Falcons offensive coordinator Zac Robinson, meanwhile, grew up in Denver. He was a Broncos fan whose family had season tickets. He later became a standout football player at Chatfield High School in the suburb of Littleton, Colo.

“Definitely, when I saw we were going to Denver, (my) family got excited,” Robinson said. “The atmosphere is tough to beat. Probably there and K.C. are the top two in the NFL. Looking forward to getting back home.”

Those returns will be special, but reunion games and homecomings happen every week in the NFL. A matchup of brothers, in one of their father’s home stadiums, with more than 30 family members on hand? Not so much.

“I played with one of my brothers in college, but this is obviously different,” said Broncos tight end Adam Trautman, whose locker is next to Jonah’s in Denver and who was previously a teammate of Kaden’s in New Orleans. “It was always competitive with me and my brother, and I’m sure that’s how they’re treating it, too.”


Broncos rookie Jonah Elliss (52) has 21 tackles and two sacks for Denver this season. (C. Morgan Engel / Getty Images)

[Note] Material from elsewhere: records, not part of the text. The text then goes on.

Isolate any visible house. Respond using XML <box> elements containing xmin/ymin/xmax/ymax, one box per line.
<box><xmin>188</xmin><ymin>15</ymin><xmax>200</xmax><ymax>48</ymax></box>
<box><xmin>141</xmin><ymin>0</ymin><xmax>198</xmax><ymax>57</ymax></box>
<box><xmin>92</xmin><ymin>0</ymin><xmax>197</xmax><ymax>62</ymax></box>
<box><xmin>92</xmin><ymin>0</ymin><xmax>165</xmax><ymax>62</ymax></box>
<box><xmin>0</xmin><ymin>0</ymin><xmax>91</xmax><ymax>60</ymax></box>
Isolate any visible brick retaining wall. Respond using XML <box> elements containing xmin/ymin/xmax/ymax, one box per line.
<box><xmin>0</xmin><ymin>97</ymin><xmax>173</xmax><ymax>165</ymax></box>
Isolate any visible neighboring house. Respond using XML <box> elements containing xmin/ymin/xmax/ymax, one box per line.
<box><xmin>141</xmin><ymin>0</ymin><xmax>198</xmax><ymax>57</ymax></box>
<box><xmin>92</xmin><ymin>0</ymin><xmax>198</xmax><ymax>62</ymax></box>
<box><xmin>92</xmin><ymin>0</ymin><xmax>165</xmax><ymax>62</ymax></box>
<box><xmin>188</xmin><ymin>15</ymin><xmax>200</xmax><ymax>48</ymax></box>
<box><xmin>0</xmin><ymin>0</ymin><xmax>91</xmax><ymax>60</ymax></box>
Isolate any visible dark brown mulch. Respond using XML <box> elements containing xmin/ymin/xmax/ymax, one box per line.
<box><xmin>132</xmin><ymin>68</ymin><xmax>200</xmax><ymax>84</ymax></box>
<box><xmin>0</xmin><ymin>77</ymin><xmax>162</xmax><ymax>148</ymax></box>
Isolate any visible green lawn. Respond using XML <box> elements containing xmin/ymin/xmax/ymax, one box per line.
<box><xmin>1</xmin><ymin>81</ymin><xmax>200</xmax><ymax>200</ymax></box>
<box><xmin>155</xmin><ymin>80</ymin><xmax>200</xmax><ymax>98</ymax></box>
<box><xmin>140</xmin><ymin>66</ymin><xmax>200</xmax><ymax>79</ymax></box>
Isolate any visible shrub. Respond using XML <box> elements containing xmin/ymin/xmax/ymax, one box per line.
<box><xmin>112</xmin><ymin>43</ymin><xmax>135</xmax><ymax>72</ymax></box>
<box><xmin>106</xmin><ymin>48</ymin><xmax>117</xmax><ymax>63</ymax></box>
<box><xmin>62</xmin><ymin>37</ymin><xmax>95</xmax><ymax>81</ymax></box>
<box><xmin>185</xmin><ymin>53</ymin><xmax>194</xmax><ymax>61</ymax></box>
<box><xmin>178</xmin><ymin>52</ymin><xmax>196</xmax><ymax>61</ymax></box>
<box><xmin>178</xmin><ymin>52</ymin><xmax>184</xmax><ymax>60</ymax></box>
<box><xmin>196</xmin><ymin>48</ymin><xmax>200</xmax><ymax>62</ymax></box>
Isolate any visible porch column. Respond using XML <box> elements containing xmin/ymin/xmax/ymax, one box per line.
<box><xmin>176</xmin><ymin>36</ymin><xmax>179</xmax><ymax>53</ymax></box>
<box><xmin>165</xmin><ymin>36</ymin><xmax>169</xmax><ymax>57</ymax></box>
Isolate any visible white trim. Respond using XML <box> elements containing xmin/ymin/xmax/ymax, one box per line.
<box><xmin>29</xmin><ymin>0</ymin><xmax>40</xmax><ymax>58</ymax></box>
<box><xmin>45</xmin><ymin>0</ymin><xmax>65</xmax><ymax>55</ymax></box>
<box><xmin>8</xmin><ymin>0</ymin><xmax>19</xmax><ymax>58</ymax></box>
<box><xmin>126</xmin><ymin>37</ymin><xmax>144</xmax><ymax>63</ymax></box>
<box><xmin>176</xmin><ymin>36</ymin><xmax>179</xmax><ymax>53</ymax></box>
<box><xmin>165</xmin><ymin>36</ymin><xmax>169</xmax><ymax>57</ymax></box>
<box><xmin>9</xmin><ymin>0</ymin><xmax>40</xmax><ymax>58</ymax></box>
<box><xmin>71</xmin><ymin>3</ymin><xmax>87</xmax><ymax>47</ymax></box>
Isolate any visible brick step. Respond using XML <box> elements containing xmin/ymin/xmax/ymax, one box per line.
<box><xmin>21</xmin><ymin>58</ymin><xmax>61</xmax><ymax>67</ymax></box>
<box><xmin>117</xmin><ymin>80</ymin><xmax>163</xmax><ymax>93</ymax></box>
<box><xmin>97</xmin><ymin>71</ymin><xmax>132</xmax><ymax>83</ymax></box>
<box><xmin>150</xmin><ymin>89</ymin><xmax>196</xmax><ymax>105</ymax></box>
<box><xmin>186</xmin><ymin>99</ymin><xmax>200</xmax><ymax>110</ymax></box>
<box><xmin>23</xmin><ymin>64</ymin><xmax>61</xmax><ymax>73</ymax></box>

The Elliss brothers aren’t taking Sunday’s opportunity for granted. But at the end of the day, it’s another competition in a never-ending string of them. Each year, usually during Fourth of July weekend, the family gathers for the Elliss Olympics, an event that spans multiple days and has a rotating list of competitions, from corn hole to board games. The event includes a trophy, emblazoned with the names of the winners, that resides at Luther and Rebecca’s home. Including spouses and close family friends, the competition can include more than three dozen participants.

Trash-talking is an inherent part of the spectacle. Jonah shared this week that he and his fiancée dominate the pickleball competition, a fact that rankled his older brother.

“I think the most someone scored on us in a game to 11 is three or four,” Jonah said. “We’re pretty good. We killed (Kaden). He did not like it.”

Most seem to agree, though, that Kaden sets the pace in the chirping department. So perhaps it’s no surprise the Falcons linebacker, who already owns a head-to-head NFL win over Christian when they met in 2022, delivered the parting words ahead of his matchup with Jonah.

“I’m 1-0,” he said of the Elliss matchups. “We’re going to make this 2-0 this week.”